The Early Grades are Different: A Look at Classroom Observations

This is part two of a four-part blog series on teacher evaluation in the early grades.

Sep 28, 2016

Shutterstock

Reed DesRosiers, Abbie Lieberman

Picture yourself as an observer
conducting a teacher evaluation, tasked with deciding where teachers fall on a
scale of “ineffective” to “highly-effective,” potentially affecting their pay
or job security. You walk into a science lesson on the conservation of mass in
a fifth grade classroom. The desks are in rows and the students are listening
to their teacher at the front of the room. She asks them to predict whether the
ice cube on her desk will maintain its mass when it melts. Using what they
learned in the previous night’s reading, she asks them to explain their
predictions in their journals. After 10 minutes, she asks the students to share
with the person next to them and then selects one student to read his answer
aloud. By this time, the ice has melted and the students can see that the mass
has remained the same.

Next you observe a science lesson
in a kindergarten classroom, where the students are learning about the
properties of different materials. With the children seated in a circle on the
floor, the teacher reads Captain Kidd’s Crew Experiments with Sinking and Floating. Afterwards, she asks the students why they think
some objects sink and others float. She writes their ideas down on the
whiteboard. Then she pulls out a few everyday items from a bag and asks the
class to predict whether they will sink or float. After guessing together, the
students return to their tables, which have been equipped with similar items
and tubs of water. Working in small groups they test their ideas out for
themselves. They draw pictures of the items that sink under the
“Sink” heading and the items that float under the “Float”
heading using a graphic organizer. The teacher walks around checking in with
each small group, asking probing questions.
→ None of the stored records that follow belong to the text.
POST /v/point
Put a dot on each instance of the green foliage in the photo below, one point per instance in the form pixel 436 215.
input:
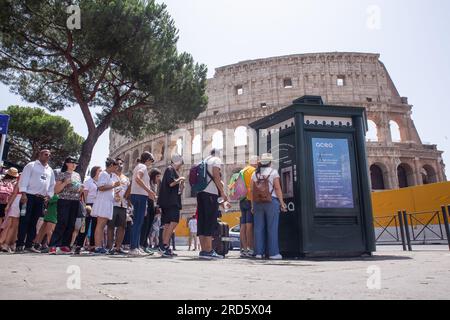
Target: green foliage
pixel 123 61
pixel 32 129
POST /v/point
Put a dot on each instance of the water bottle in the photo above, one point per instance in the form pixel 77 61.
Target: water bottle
pixel 23 210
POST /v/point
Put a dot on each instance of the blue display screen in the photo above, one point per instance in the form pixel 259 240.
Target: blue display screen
pixel 332 173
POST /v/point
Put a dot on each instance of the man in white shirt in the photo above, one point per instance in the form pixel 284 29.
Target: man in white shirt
pixel 119 219
pixel 192 232
pixel 208 206
pixel 36 184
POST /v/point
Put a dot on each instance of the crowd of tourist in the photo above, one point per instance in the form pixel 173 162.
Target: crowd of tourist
pixel 53 211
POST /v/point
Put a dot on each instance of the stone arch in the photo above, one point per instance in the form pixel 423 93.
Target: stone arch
pixel 148 148
pixel 395 131
pixel 372 133
pixel 217 140
pixel 428 174
pixel 240 136
pixel 134 157
pixel 378 176
pixel 197 144
pixel 405 176
pixel 126 165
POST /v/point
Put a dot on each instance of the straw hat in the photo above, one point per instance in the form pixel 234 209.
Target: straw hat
pixel 253 160
pixel 13 172
pixel 266 158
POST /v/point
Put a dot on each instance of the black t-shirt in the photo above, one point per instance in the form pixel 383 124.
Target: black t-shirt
pixel 168 196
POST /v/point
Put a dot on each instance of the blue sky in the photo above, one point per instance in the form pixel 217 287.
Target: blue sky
pixel 412 37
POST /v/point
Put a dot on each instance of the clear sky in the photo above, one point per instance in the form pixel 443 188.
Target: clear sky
pixel 412 37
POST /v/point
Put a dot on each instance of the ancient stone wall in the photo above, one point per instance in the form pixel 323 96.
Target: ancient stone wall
pixel 244 92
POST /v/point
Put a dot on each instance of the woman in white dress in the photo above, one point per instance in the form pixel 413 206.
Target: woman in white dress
pixel 104 203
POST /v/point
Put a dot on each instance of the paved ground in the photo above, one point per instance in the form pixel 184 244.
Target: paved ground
pixel 422 274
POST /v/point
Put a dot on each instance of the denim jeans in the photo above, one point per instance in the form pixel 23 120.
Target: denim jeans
pixel 27 223
pixel 266 220
pixel 68 211
pixel 139 203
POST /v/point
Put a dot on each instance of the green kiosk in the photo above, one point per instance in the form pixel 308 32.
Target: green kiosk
pixel 321 157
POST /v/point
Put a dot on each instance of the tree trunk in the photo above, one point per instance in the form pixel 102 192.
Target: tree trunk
pixel 86 153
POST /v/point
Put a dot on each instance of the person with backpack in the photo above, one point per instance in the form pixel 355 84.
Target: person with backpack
pixel 155 181
pixel 169 201
pixel 140 191
pixel 205 178
pixel 245 205
pixel 7 184
pixel 267 201
pixel 36 186
pixel 90 222
pixel 69 189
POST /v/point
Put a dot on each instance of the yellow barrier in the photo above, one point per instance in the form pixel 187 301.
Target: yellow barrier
pixel 385 203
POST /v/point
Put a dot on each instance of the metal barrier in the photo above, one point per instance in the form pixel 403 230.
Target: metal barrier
pixel 408 228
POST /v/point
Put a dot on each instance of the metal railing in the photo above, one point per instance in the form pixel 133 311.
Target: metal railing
pixel 411 228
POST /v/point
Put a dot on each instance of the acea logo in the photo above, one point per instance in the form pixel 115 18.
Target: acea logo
pixel 324 145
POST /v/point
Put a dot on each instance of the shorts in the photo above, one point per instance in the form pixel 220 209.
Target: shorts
pixel 119 219
pixel 170 215
pixel 16 206
pixel 51 217
pixel 2 210
pixel 246 211
pixel 78 223
pixel 208 209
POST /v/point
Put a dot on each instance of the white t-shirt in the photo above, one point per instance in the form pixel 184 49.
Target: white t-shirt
pixel 91 187
pixel 193 225
pixel 124 183
pixel 217 163
pixel 135 188
pixel 268 172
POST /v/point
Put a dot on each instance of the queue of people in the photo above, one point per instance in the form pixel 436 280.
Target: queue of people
pixel 112 214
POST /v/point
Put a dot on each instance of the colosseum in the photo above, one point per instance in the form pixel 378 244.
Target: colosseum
pixel 247 91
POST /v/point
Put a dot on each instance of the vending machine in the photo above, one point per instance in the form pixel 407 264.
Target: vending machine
pixel 320 153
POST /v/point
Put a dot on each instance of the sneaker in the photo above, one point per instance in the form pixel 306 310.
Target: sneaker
pixel 29 250
pixel 276 257
pixel 172 253
pixel 66 250
pixel 216 256
pixel 167 253
pixel 121 252
pixel 204 255
pixel 36 248
pixel 136 253
pixel 100 251
pixel 149 251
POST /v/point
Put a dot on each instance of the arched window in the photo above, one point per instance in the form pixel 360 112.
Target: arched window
pixel 126 165
pixel 217 140
pixel 135 157
pixel 180 146
pixel 376 177
pixel 428 175
pixel 372 134
pixel 197 144
pixel 240 137
pixel 404 174
pixel 395 131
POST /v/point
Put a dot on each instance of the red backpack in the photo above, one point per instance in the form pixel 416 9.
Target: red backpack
pixel 6 189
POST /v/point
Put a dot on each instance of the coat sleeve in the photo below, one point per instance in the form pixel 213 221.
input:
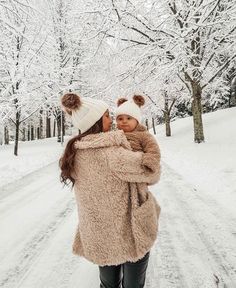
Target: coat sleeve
pixel 152 154
pixel 128 166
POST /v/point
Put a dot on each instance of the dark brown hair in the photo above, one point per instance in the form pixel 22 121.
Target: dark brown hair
pixel 66 162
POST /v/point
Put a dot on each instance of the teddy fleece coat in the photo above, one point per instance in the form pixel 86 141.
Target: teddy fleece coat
pixel 104 167
pixel 144 207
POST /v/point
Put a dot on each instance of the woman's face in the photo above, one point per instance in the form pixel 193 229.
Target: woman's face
pixel 106 121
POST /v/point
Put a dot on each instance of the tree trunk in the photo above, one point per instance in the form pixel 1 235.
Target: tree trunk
pixel 167 116
pixel 54 128
pixel 17 123
pixel 23 134
pixel 197 113
pixel 48 127
pixel 6 136
pixel 167 124
pixel 38 133
pixel 40 129
pixel 28 132
pixel 153 126
pixel 32 133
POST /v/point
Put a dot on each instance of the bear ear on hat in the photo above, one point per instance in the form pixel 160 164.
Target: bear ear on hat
pixel 121 101
pixel 71 101
pixel 139 100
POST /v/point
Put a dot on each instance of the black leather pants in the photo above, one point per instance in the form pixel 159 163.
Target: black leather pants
pixel 127 275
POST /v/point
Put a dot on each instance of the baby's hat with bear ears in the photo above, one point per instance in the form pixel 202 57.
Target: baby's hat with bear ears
pixel 131 107
pixel 84 112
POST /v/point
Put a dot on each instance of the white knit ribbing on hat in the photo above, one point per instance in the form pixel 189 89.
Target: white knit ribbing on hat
pixel 90 111
pixel 129 108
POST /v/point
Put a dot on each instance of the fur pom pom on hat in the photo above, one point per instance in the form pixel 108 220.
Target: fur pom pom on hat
pixel 84 112
pixel 131 107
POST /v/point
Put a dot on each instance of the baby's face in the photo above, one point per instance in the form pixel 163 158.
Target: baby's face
pixel 126 123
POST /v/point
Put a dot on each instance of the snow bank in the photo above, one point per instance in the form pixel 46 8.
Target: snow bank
pixel 209 166
pixel 32 156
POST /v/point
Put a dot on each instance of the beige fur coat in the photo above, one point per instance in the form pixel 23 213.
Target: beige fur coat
pixel 144 228
pixel 104 167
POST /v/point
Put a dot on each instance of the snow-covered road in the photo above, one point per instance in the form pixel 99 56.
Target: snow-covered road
pixel 196 247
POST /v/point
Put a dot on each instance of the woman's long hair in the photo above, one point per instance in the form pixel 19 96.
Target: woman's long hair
pixel 66 162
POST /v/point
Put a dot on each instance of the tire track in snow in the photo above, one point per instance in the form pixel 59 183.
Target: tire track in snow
pixel 35 247
pixel 163 268
pixel 24 190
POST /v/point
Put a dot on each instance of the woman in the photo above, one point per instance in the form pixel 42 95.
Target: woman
pixel 100 165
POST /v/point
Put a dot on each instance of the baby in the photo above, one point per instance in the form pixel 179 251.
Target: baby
pixel 128 118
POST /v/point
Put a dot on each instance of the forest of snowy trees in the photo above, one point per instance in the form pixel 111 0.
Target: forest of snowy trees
pixel 179 54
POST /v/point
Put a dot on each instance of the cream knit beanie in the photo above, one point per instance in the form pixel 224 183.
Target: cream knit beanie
pixel 131 107
pixel 84 112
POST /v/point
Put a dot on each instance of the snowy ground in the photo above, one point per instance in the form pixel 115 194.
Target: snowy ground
pixel 197 238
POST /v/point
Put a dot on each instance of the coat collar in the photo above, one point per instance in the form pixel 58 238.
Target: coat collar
pixel 107 139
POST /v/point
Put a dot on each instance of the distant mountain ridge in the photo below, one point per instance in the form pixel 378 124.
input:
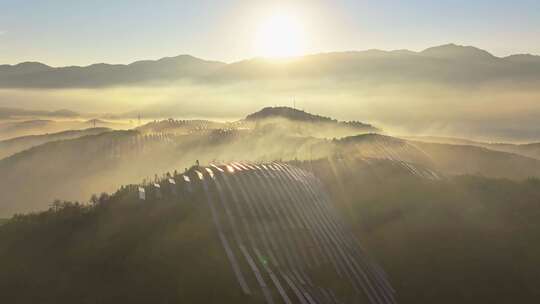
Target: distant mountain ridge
pixel 38 75
pixel 448 63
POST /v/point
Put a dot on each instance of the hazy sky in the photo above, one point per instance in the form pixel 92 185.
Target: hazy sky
pixel 67 32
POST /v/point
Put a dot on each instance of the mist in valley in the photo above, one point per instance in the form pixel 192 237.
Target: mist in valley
pixel 282 174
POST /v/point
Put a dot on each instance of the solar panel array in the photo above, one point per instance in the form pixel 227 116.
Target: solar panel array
pixel 279 231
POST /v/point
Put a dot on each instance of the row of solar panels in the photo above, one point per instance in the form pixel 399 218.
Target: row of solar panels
pixel 277 228
pixel 283 226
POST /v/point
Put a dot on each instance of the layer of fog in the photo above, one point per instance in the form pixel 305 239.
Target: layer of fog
pixel 492 111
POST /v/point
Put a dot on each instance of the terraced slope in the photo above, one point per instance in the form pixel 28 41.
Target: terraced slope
pixel 283 238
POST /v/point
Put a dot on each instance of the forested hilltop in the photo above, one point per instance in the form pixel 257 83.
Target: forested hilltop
pixel 446 240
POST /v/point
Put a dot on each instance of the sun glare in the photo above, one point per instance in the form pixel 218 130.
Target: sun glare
pixel 280 35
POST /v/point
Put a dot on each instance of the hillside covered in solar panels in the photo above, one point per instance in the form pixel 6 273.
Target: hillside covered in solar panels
pixel 282 206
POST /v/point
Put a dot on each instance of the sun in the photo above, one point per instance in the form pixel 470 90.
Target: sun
pixel 280 35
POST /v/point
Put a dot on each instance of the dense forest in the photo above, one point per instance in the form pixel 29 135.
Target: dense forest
pixel 462 239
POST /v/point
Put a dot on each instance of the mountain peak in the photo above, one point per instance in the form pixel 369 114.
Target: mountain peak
pixel 452 50
pixel 286 112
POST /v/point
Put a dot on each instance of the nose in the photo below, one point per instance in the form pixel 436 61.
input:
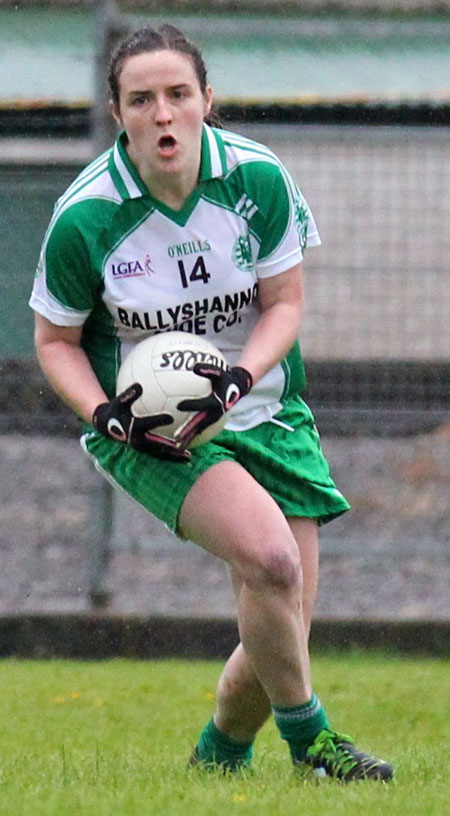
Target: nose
pixel 163 113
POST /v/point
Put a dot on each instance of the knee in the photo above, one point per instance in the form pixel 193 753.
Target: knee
pixel 276 566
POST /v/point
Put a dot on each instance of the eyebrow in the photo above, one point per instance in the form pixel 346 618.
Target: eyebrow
pixel 177 87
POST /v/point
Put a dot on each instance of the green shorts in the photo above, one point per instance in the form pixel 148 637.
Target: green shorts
pixel 289 464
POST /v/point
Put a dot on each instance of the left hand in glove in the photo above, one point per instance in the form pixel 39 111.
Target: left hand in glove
pixel 227 388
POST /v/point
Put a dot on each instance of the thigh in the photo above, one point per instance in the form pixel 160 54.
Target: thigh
pixel 228 513
pixel 306 534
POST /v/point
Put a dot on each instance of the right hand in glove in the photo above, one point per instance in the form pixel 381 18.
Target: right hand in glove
pixel 115 420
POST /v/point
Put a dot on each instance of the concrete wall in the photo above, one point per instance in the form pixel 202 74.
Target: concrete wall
pixel 275 6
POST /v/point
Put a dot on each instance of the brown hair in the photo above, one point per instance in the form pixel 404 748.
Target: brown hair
pixel 165 38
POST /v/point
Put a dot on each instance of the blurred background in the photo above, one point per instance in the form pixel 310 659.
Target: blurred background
pixel 354 96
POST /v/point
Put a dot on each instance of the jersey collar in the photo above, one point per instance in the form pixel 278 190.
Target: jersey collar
pixel 130 185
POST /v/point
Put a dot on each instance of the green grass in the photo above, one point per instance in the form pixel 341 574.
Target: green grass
pixel 82 739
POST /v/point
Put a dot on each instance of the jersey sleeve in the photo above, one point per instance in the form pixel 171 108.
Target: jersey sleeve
pixel 64 285
pixel 289 226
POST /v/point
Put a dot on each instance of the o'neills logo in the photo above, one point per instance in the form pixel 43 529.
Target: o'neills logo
pixel 132 269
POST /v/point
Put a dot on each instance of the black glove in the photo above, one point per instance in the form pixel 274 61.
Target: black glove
pixel 227 388
pixel 115 420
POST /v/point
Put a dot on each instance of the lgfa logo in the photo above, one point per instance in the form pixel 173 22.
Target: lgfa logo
pixel 132 269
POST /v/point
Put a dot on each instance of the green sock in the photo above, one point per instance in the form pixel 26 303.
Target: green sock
pixel 300 725
pixel 215 747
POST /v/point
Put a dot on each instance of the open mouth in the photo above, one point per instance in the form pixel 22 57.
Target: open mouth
pixel 167 144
Instruction in these two classrooms
looks very different. As the observer, do you know whether it was good practice
to have fifth graders write in journals rather than share with the whole class?
Or whether there was the right balance between whole group instruction and
student-centered learning in the kindergarten classroom?

Classroom
observation allows principals or external observers to see teachers in
action and offer feedback that can help them improve their practice. But
high-quality teaching should look different from one grade to the next,
especially in the early years. Notice how the lesson plans, classroom
environments, and role of the teacher differ in these grades. To effectively
promote high-quality teaching across all grade levels, evaluators need a keen
understanding of these differences.

As teacher evaluation systems have
been changing in recent years, many states and districts have updated their
frameworks for observing teachers. However, many states continue to use one
general framework across all grades. But observation tools are often created
with a certain age group in mind and using them to evaluate teachers
instructing different grades can be confusing or even unfair. For instance,
some rubrics used for observing teachers in K–12 might be inconsistent with
best practices in the early grades, or fail to clarify how to identify certain
measures in classrooms where instruction looks different.

Lisa Guernsey and Susan Ochshorn’s
2011 paper, Watching Teachers Work: Using Observation Tools to
Promote Effective Teaching in the Early Years and Early Grades , examines
the importance of classroom observation as a tool to identify, promote and
reward good teaching. While observations are increasingly likely to inform
personnel decisions, they should also play a prominent role in helping teachers
understand the parts of their practice that are most beneficial to children,
and the parts that they can change to be more effective. As Guernsey and
Ochshorn explain, “professional development and formal evaluations will need to
go hand-in-hand, with data from observations bridging the two.”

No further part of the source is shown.